Human Lung Immunohistochemistry
Immunohistochemical analysis was performed on human tissue microarrays (TMA, RayBiotech, Inc., Norcross, GA). For antigen retrieval, sections were heated in Tris-EDTA buffer (pH=9) for 10 min and incubated for 1 hour at room temperature with mouse monoclonal MOR1 antibody (1:100) (GeneTex Inc, Irvine, CA). This was followed by 30 minute incubation with goat anti-rabbit HRP-conjugated IgG (EnVisionTM+, Dako). Slides were developed for five minutes with 3,3′-diaminobenzidene chromogen and counterstained with hematoxylin.
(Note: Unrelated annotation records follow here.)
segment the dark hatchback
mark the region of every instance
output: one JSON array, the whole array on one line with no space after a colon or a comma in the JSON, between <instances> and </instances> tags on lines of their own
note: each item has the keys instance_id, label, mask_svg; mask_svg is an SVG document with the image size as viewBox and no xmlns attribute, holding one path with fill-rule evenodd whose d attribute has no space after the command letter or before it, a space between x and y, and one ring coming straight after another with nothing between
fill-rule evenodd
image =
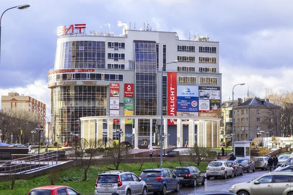
<instances>
[{"instance_id":1,"label":"dark hatchback","mask_svg":"<svg viewBox=\"0 0 293 195\"><path fill-rule=\"evenodd\" d=\"M205 176L204 174L194 166L177 167L173 172L179 179L180 184L182 186L190 185L193 187L197 184L205 185Z\"/></svg>"},{"instance_id":2,"label":"dark hatchback","mask_svg":"<svg viewBox=\"0 0 293 195\"><path fill-rule=\"evenodd\" d=\"M166 195L167 191L179 191L179 179L169 169L146 169L140 177L146 183L148 192L160 192Z\"/></svg>"}]
</instances>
Quantification of MOR Expression in Human Lung Samples
MOR immunohistochemical staining was performed on tissue microarrays (TMA, RayBiotech, Inc., Norcross, GA) containing ten cases of human bronchioloalveolar carcinoma (BAC), adenocarcinoma (Adeno) or squamous cell carcinoma (SCC) lung cancer and adjacent normal tissue. The microscopic images of each slide were scanned and analyzed using Chromavision Automated Cellular Imaging System (ACIS, Clarient, Aliso Viejo, CA) in a digital format that accounts for all individual microscopic fields. Areas of interest were outlined and the intensity was quantified by the software and converted to a score over a set of defined parameters. Brown integrated optical density (IOD) per 10 μ2 was used as a unit of measurement since IOD (intensity multiplied by brown area in squared micrometers).26
Quantification of Lung Metastasis in Mice
To characterized metastasis from primary tumors growing in mouse hind flank (see above), lungs from wildtype, MOR knockout and MNTX-treated mice were formaline fixed. 5 μm paraffin section were subjected to H&E histostaining to evaluate the presence or absence of tumors. Metastasis was defined as a present of small clusters of tumor cells detected by H&E staining.27 The tumors are identifiable and histologically distinct from regular tissue. The sections of entire lungs were photographed (1.25×) using a Leica Axioscope (Bannockburn) and analyzed. Slides images were processed using ImageJ (NIH) software.28 Perfectly circular metastatic lesions that were more than 0.1 mm in radius were defined as macrometastasis, while micrometastasis was defined as a tumor deposit less than 0.1 mm in radius, but large than 0.05 mm. Staining with the radius less than 0.05 mm was too insignificant to quantify. Hence, the method is sensitive enough to identify larger metastasis but fails to account for metastasis less that 0.05 mm due to difficulty in differentiating from the normal tissue.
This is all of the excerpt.